Míster Biden ha tomado el mando del ejército occidental en la guerra de Ucrania. Dos altos prebostes de Washington han visitado el frente para anunciar que restaurarán el servicio diplomático en la semiarrasada capital del país, de la que huyeron a galope al comienzo de la ofensiva rusa, y para evaluar la cantidad y calidad del armamento que los ucranianos necesitarían para derrotar a don Putin, que, por lo demás, ya está perdiendo la guerra. Esta nueva fase del conflicto da la razón a los que, como Rafael Poch, un analista bien documentado y muy requerido en estas fechas, calificaron la guerra desde el principio como pulso entre dos imperios, y a mi amigo Iacoppus, que desde el primer momento no dejó de ver la mano de la cia y del departamento de estado en este maldito embrollo.

Este enfrentamiento directo de Washington y Moscú solo puede terminar de dos maneras, ambas tranquilizadoras: una nueva guerra fría con la partición de Ucrania (es improbable que don Putin vaya a ceder las zonas del este y sur del país que ya controla) o la tercera guerra mundial con gran pirotecnia de armas nucleares.
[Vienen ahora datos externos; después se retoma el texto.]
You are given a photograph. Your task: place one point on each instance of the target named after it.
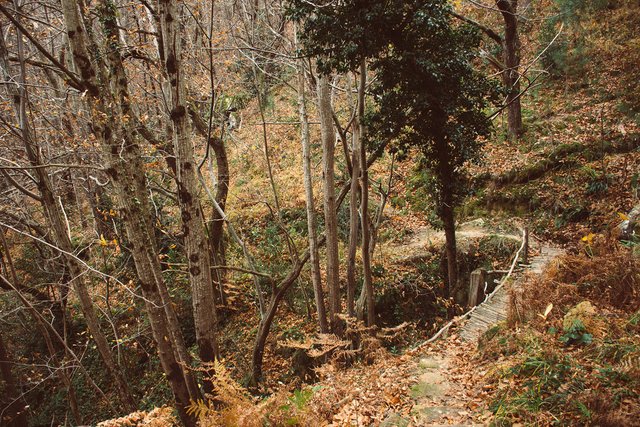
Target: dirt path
(445, 391)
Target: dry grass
(606, 273)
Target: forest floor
(438, 383)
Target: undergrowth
(569, 353)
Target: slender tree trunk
(217, 222)
(444, 173)
(510, 75)
(60, 235)
(196, 244)
(359, 134)
(265, 324)
(127, 174)
(354, 221)
(311, 214)
(330, 215)
(15, 411)
(280, 291)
La guerra fría es  el paisaje político y moral en el que se crió nuestra generación de viejos (Biden y Putin incluidos) y a la que debemos, el estado del bienestar, una distinción sin matices entre buenos y malos, la derecha satisfecha y la izquierda soñadora, y las novelas de John Le Carré. En resumen, todo ventajas. En esta ocasión el frente de guerra se trasladaría unos cientos de kilómetros al este, del Óder al Dniéper, y las menoscabadas naciones del siglo pasado –Polonia, Rumanía, Hungría, Países Bálticos- tendrán sus quince minutos de gloria  en la historia de la especie humana. Quién sabe si de rebote no se robustecerá el grupo-de-visegrado y se hará añicos de una vez el tambaleante proyecto europeo.

La tercera guerra mundial con gran cosecha de champiñones nucleares es más difícil de defender pero mírese por el lado bueno: nos librará del irresoluble galimatías del cambio climático. Ya no tendremos que separar la basura en casa. La posibilidad de una escalada nuclear está, por ahora, solo en boca de las sibilas del Kremlin  y provisionalmente puede tomarse como un farol, aunque si, como sugiere Rafael Poch, todo ocurre porque Rusia se siente amenazada por occidente, ahora lo estará más –Suecia y Finlandia quieren sumarse al club– y, con esta premisa, en cualquier momento el Kremlin puede considerar como una buena idea borrar a occidente del mapa. Y a la inversa, Washington puede considerar que el único modo de curar a Putin de sus delirios es mediante un electroshock lo bastante potente.

Una  guerra nuclear es posible porque se le ha perdido el respeto a la Bomba, así llamada por antonomasia en nuestra remota juventud. El arrasamiento de Hiroshima y Nagasaki fue la gran traca final del conflicto más horroroso en que se ha sumergido la humanidad desde que Lucy se levantó sobre sus patas traseras. Las poblaciones de los países más desarrollados quedaron bajo el paralizante hechizo de una fórmula aterradora, destrucción mutua asegurada, mad (loco) por su acrónimo en inglés, pero el mundo se ha ensanchado desde entonces, ha pasado mucha agua bajo los puentes y más países emergentes han hecho acopio de bombas atómicas por un por si acaso, a la vez que la tecnología permite hacer artefactos nucleares de todos los tamaños y formatos, lo que sumado a la presencia de nuevas generaciones para las que Hiroshima no es ni siquiera un recuerdo, ha dado como resultado la banalización de la amenaza, que ha dejado de ser una catástrofe para convertirse en una posibilidad táctica. En esas estamos el día en que se conmemora el octogésimo segundo aniversario del bombardeo de Gernika, lo que quiera que signifique eso.